I know it is a bit old-fashioned, but I like stepping into the voting booth and using a pencil to fill in an oval on paper.  There is no Russian hacking or fancy Facebook algorithm interfering with my vote.  It’s my conscience, my pencil, on paper.

Still, many Americans wonder if our election counts are to be trusted.  Sowing seeds of doubt in our democratic processes is the intention of those who intend to do us harm.  Despite ongoing nation-state meddling that long predates the 2016 election, please know that great measures are being undertaken to ensure the integrity of our election systems, from registration to voting to post-election vote certification, this November and beyond.

According to the Department of Homeland Security (DHS), Russian hackers targeted election infrastructure in at least 21 states during the 2016 campaign.  Nebraska was not targeted by outside interference.  Our state has, nevertheless, taken several steps to ensure pre-and-post-election security.  Importantly, our continued use of paper ballots creates a non-digital firewall impervious to hacking.

The Department of Homeland Security (DHS) is, by Congressional mandate, charged with protecting America’s “critical infrastructure.”  In January, 2017, DHS designated our country’s election systems a “critical infrastructure subsector,” placing a far higher priority on protecting election resources than was previously the case.  I recently received an update from the DHS Secretary outlining latest election security measures.  DHS has implemented sophisticated sensors that provide granular real-time monitoring of voter registration databases to detect malicious activity and malware.  Through its Multi-State Information Sharing and Analysis Center, DHS can now receive, collate, and communicate attempted interference discovered at any of the more than 10,000 election jurisdictions in the country.  As part of its whole-of-government approach, DHS has also stepped up election day and post-election day monitoring and incident response, and instituted robust counter-measures against foreign manipulation of public discourse.  I invite you to review the correspondence I received from the DHS Secretary here.

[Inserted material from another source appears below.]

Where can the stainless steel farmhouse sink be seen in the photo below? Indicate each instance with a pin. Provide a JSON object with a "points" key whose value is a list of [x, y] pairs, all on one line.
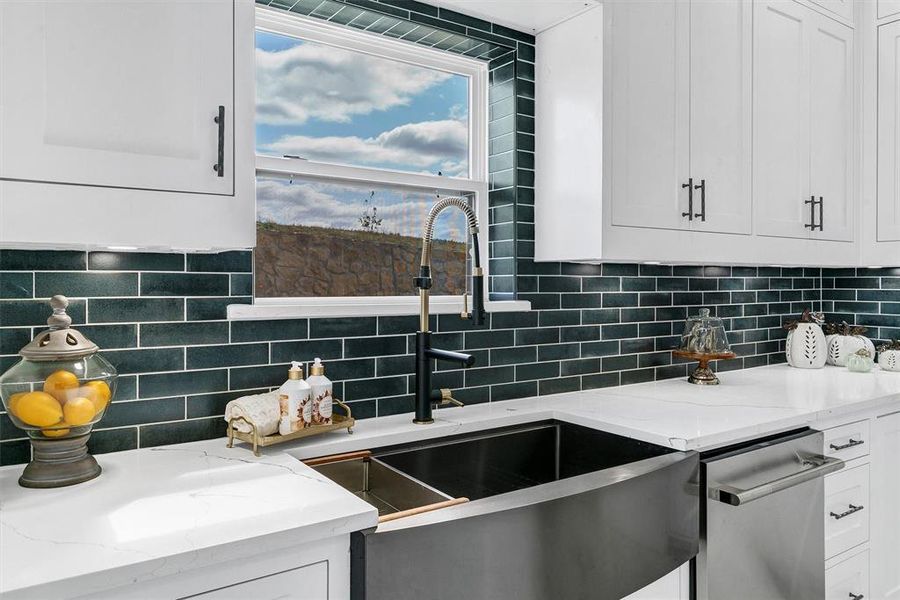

Earlier this year, via the Help America Vote Act, Congress provided $380 million in grants to help the country’s 55 states and territories enhance election security.  According to the United States Election Assistance Commission (EAC)—the federal body created by Congress in 2002 to serve as the liaison to state election officials—Nebraska received about $3.5 million dollars.  This funding has been used to replace and upgrade voting equipment, and enhance ballot authentication, voter list maintenance, and accurate election night reporting.

Even with the ongoing threat of cyber-attacks, it is extremely difficult for foreign actors to hack the vote itself.  There is yet no evidence that they have previously done so. 

Still, five states—Louisiana, Georgia, South Carolina, New Jersey, and Delaware—rely exclusively on electronic voting, leaving no permanent paper trail.  These areas of vulnerability were addressed in a proposed bipartisan bill that I support, the Secure Elections Act (SEA).  It mandates that all states perform manual audits on a percentage of digital votes in all precincts in every election.  Without checking paper results against electronic results, there is no guarantee that interference has not occurred. 

Taken together, these actions at the state, executive branch, and legislative branch levels should reassure you that your vote is secure.  The sine qua non of a republic is free and fair elections.  If the voting process and vote tallies cannot be trusted, election results cannot be trusted. 

Earlier in the tech revolution, I recall a TV report done at a trade show about the latest computer gadgetry.  In addition to many high-tech vendors, the reporter interviewed a gentleman who just had a paper and pencil at his simple low-tech booth.  Technology has helped us exceedingly well in data movement and productivity.  But in that solemn space of the voting booth, maybe a paper and pencil works just fine.